In den 37 Jahren seines lokalpolitischen Wirkens hätten sich Gesellschaft wie auch Gemeinderat verändert, hat Meyer-Diekena beobachtet. Als entscheidend beschreibt er, sich gegenseitig zuzuhören, andere sinnvolle Meinungen zu respektieren und gegebenenfalls die eigene anzupassen. „Manchmal ist das nicht einfach, manche haben eine ziemlich feste Haltung und Zielrichtung“, weiß er. So habe er sich beim Straßenbahn-Ausbau nicht mit dem von ihm bevorzugten Ringschluss über Dreye durchsetzen können. Auch den Ausbau des Brinkumer Ortskerns, des Radwegenetzes oder das neue Schwimmbad hätte er gerne schneller umgesetzt gesehen. Mit Stephan Korte als Bürgermeister und Bettina Scharrelmann als Erste Gemeinderätin habe Stuhr laut Meyer-Diekena dafür aber jetzt zwei engagierte Personen an der Spitze.

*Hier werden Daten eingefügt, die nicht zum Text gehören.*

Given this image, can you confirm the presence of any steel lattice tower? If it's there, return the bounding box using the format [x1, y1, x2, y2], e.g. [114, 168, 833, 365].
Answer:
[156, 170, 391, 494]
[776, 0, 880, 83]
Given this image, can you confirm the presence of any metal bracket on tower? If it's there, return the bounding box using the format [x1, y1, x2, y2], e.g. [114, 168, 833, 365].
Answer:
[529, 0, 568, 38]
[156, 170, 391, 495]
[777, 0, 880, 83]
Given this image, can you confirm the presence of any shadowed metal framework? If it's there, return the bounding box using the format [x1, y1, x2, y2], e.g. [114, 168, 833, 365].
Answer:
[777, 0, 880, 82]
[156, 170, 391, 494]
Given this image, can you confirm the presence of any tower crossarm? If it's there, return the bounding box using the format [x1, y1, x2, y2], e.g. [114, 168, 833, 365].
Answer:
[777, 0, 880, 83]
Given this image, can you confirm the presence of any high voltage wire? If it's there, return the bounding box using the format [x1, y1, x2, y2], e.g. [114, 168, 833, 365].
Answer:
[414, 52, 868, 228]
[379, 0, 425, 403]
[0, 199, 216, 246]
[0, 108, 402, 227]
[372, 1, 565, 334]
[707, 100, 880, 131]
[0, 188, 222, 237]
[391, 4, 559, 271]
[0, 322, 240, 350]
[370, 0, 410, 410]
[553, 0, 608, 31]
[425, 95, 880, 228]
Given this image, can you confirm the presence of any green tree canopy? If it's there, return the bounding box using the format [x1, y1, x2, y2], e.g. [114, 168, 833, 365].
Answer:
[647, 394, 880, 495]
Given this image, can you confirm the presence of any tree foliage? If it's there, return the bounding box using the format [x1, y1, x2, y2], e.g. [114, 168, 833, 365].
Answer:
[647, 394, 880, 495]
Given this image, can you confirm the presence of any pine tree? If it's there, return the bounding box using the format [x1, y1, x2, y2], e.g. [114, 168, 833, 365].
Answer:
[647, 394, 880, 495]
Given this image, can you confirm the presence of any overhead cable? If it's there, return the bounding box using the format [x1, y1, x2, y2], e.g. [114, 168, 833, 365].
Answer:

Trotz so mancher Auseinandersetzung spricht Meyer-Diekena von einer bereichernden Zeit im Stuhrer Gemeinderat: „Es hat Spaß gemacht, viele Menschen zu treffen und von ihnen zu lernen.“ Das in Einklang mit der Familie zu bringen, sei nicht immer einfach gewesen. Doch dafür habe er die Gemeinde mitgestalten können. Gerne hätte er auch noch die 40 Jahre voll gemacht, sagt er. Doch der Wiedereinzug in den Rat gelang ihm mit 178 Stimmen nicht.
Die nun gewonnene Freizeit wolle er daher für Familie, Garten und Angeln nutzen. Genauso wolle er das politische Geschehen weiter verfolgen. „Ich werde weiter an den Sitzungen teilnehmen und interessierter Bürger bleiben“, sagt Meyer-Diekena. Doch seinen Rat werde er nur auf Nachfrage geben. Denn auch wenn er den jungen Elan und die Ideen schätze, könnten die Älteren mit ihren Erfahrungen ebenso weiterhelfen. „Das wirkt manchmal dämpfend, kann aber zeigen, was machbar ist“, sagt er.